At this time of anguish at the senseless killings in Norway and around the world, perhaps a reiteration of Gordon’s words would be helpful. In an interview with the BBC, he described the last moments of his daughter Marie’s life, and his thoughts toward the killers: “She held my hand tightly and gripped me as hard as she could. She said, ‘Daddy, I love you very much.’ Those were her exact words to me, and those were the last words I ever heard her say.” Gordon amazingly continued, “But I bear no ill will. I bear no grudge. Dirty sort of talk is not going to bring her back to life.... I will pray for these men tonight and every night.”
When a crime has been committed against us, our families, or our nation, there is a righteous indignation, a welling up of resentment and bitterness. But if we let it fester into revenge, hatred, and retaliation, then the terrorists win. Peace is won only through forgiveness, dialogue, and reconciliation. A crime has a great impact on the one who has committed it. The first terrorist to kill a policeman in the Northern Ireland Troubles strutted about in his own area as a hero for a number of years, but gradually he found he could not sleep, he became ill, and eventually he gave himself up to the police and begged the forgiveness of the family.
Even in the face of extreme provocation, terrorism, or war, or when the world shouts, as it did to the crowds surrounding Jesus, “Crucify him, crucify him,” what of ourselves? Can we find it within us to forgive? If we fail to forgive, then we are failing to see even a crumb of humanity in the other person. We are failing to recognize that there stands a beloved spiritual idea of God. In spite of the most heinous crime committed against him, Christ Jesus was able to say, “Father, forgive them; for they know not what they do” (Luke 23:34).

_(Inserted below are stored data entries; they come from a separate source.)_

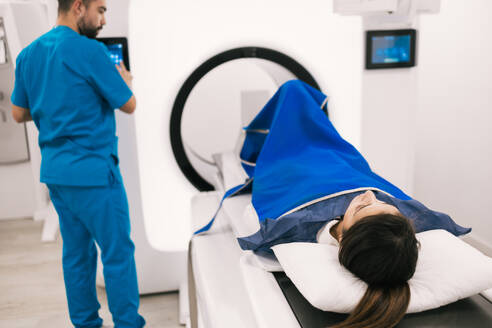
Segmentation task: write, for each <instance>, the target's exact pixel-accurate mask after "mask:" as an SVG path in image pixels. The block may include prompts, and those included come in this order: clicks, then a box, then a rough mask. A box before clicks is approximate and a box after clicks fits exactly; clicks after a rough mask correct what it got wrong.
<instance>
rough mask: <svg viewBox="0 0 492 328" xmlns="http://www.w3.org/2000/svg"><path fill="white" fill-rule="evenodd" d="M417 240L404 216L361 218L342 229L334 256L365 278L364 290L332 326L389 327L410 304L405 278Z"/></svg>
mask: <svg viewBox="0 0 492 328" xmlns="http://www.w3.org/2000/svg"><path fill="white" fill-rule="evenodd" d="M418 247H419V243H418V241H417V239H416V238H415V231H414V229H413V227H412V225H411V224H410V222H409V220H408V219H406V218H405V217H402V216H398V215H391V214H382V215H373V216H368V217H365V218H363V219H361V220H359V221H358V222H357V223H355V224H354V225H353V226H352V227H351V228H350V229H348V230H347V231H346V232H344V234H343V236H342V240H341V242H340V250H339V253H338V259H339V261H340V263H341V264H342V265H343V266H344V267H345V268H347V269H348V270H349V271H350V272H352V273H353V274H354V275H356V276H357V277H359V278H360V279H361V280H363V281H365V282H366V283H367V285H368V288H367V291H366V293H365V294H364V296H363V297H362V299H361V300H360V301H359V303H358V304H357V306H356V307H355V309H354V311H352V313H351V314H350V315H349V317H348V318H347V319H346V320H345V321H343V322H342V323H340V324H337V325H335V326H333V327H332V328H391V327H394V326H396V324H398V322H399V321H400V320H401V319H402V318H403V316H404V315H405V312H406V310H407V308H408V304H409V303H410V287H409V286H408V282H407V281H408V280H409V279H410V278H411V277H412V276H413V274H414V272H415V267H416V265H417V258H418Z"/></svg>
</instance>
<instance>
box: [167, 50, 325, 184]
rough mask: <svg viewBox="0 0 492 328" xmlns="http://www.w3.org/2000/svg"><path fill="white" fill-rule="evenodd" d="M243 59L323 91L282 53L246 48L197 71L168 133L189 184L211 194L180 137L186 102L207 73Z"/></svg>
mask: <svg viewBox="0 0 492 328" xmlns="http://www.w3.org/2000/svg"><path fill="white" fill-rule="evenodd" d="M241 58H259V59H264V60H267V61H270V62H273V63H276V64H278V65H280V66H282V67H283V68H285V69H286V70H287V71H289V72H290V73H292V74H293V75H294V76H295V77H296V78H297V79H299V80H301V81H304V82H306V83H307V84H309V85H311V86H312V87H314V88H316V89H318V90H320V87H319V85H318V83H317V82H316V80H315V79H314V78H313V76H312V75H311V74H310V73H309V72H308V71H307V70H306V69H305V68H304V67H303V66H302V65H301V64H299V63H298V62H297V61H296V60H294V59H293V58H291V57H289V56H287V55H285V54H283V53H281V52H278V51H275V50H272V49H268V48H260V47H243V48H236V49H231V50H227V51H225V52H222V53H220V54H218V55H215V56H213V57H212V58H210V59H208V60H207V61H205V62H204V63H203V64H201V65H200V66H199V67H198V68H196V69H195V70H194V71H193V73H192V74H191V75H190V76H189V77H188V78H187V79H186V81H185V82H184V83H183V85H182V87H181V89H180V90H179V92H178V94H177V96H176V99H175V101H174V105H173V109H172V112H171V120H170V129H169V130H170V140H171V147H172V150H173V154H174V158H175V159H176V162H177V163H178V166H179V168H180V170H181V172H183V174H184V175H185V177H186V178H187V179H188V181H190V183H191V184H192V185H193V186H194V187H195V188H197V189H198V190H199V191H211V190H214V187H213V186H212V185H211V184H210V183H209V182H208V181H206V180H205V179H204V178H203V177H202V176H201V175H200V174H199V173H198V172H197V171H196V170H195V168H194V167H193V165H192V164H191V162H190V160H189V158H188V156H187V155H186V152H185V148H184V143H183V140H182V135H181V120H182V116H183V110H184V108H185V104H186V100H187V99H188V97H189V95H190V93H191V92H192V90H193V88H194V87H195V86H196V85H197V83H198V82H199V81H200V80H201V79H202V78H203V77H204V76H205V75H206V74H207V73H208V72H210V71H212V70H213V69H214V68H216V67H218V66H220V65H222V64H224V63H226V62H229V61H232V60H235V59H241Z"/></svg>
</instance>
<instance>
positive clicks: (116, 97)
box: [89, 43, 133, 108]
mask: <svg viewBox="0 0 492 328" xmlns="http://www.w3.org/2000/svg"><path fill="white" fill-rule="evenodd" d="M89 70H90V72H89V81H90V83H92V85H93V86H94V87H95V89H96V90H97V91H98V93H99V94H100V95H101V96H102V97H103V98H104V99H106V101H107V102H108V103H109V104H110V105H111V107H112V108H121V107H122V106H123V105H124V104H126V103H127V102H128V100H130V98H131V97H132V95H133V93H132V91H131V90H130V88H129V87H128V86H127V85H126V83H125V81H124V80H123V78H122V77H121V75H120V73H119V72H118V70H117V69H116V67H115V64H114V63H113V62H112V61H111V59H110V58H109V54H108V52H107V51H106V50H105V48H104V45H102V44H99V43H98V44H97V46H96V47H95V53H94V54H93V55H92V57H91V60H90V69H89Z"/></svg>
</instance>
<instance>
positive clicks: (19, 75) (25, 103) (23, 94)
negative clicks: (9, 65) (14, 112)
mask: <svg viewBox="0 0 492 328" xmlns="http://www.w3.org/2000/svg"><path fill="white" fill-rule="evenodd" d="M23 57H24V56H23V53H22V52H21V53H20V54H19V56H17V60H16V65H15V85H14V91H13V92H12V96H11V98H10V101H11V102H12V104H14V105H16V106H19V107H22V108H26V109H29V99H28V97H27V90H26V83H25V81H24V78H23V73H22V66H23V64H24V63H23V60H22V58H23Z"/></svg>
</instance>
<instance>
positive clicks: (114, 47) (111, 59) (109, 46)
mask: <svg viewBox="0 0 492 328" xmlns="http://www.w3.org/2000/svg"><path fill="white" fill-rule="evenodd" d="M107 47H108V51H109V54H110V58H111V60H112V61H113V63H115V64H117V65H118V64H119V63H120V62H121V61H123V45H122V44H121V43H116V44H110V45H108V46H107Z"/></svg>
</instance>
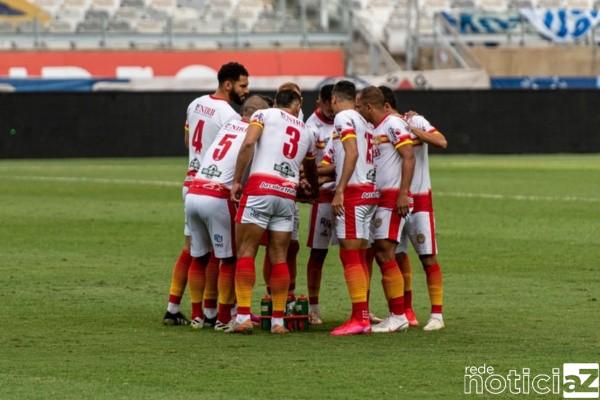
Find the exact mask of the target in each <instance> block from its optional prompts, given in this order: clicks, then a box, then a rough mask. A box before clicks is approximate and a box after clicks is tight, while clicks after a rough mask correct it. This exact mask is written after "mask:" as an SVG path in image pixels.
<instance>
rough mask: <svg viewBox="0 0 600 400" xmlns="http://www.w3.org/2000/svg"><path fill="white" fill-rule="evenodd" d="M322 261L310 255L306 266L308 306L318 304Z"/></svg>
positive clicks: (322, 265) (321, 259)
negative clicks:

He also said that we should forgive “seventy times seven” – in other words, forgive everything. He made the unconditional statement that we should love our neighbor as ourselves. If we do not, we are not truly following the Master, and we might be seeing ourselves as unlovable as well. But Jesus had a different view. Mary Baker Eddy, the founder of the Monitor, explained: “Jesus beheld in Science the perfect man, who appeared to him where sinning mortal man appears to mortals. In this perfect man the Saviour saw God’s own likeness, and this correct view of man healed the sick” (“Science and Health with Key to the Scriptures,” pp. 476-477).
Unforgiveness is a sickness from which we can be healed, and in this healing we uplift ourselves, our neighbor, our world. Though it appears not to know it at times, humanity is crying out for forgiveness, for love. Mrs. Eddy further wrote, “One’s first lesson is to learn one’s self; having done this, one will naturally, through grace from God, forgive his brother and love his enemies” (“Miscellaneous Writings 1883-1896,” p. 129).
What really frees us is the understanding that no matter what another person does, each of us is in reality the individual reflection of God, and therefore we cannot be subject to the idea that someone owes us repentance or submission to retribution or revenge. We have no gaps in our wholeness that need to be filled with these false thoughts. Because we are supremely loved, we can fearlessly forgive.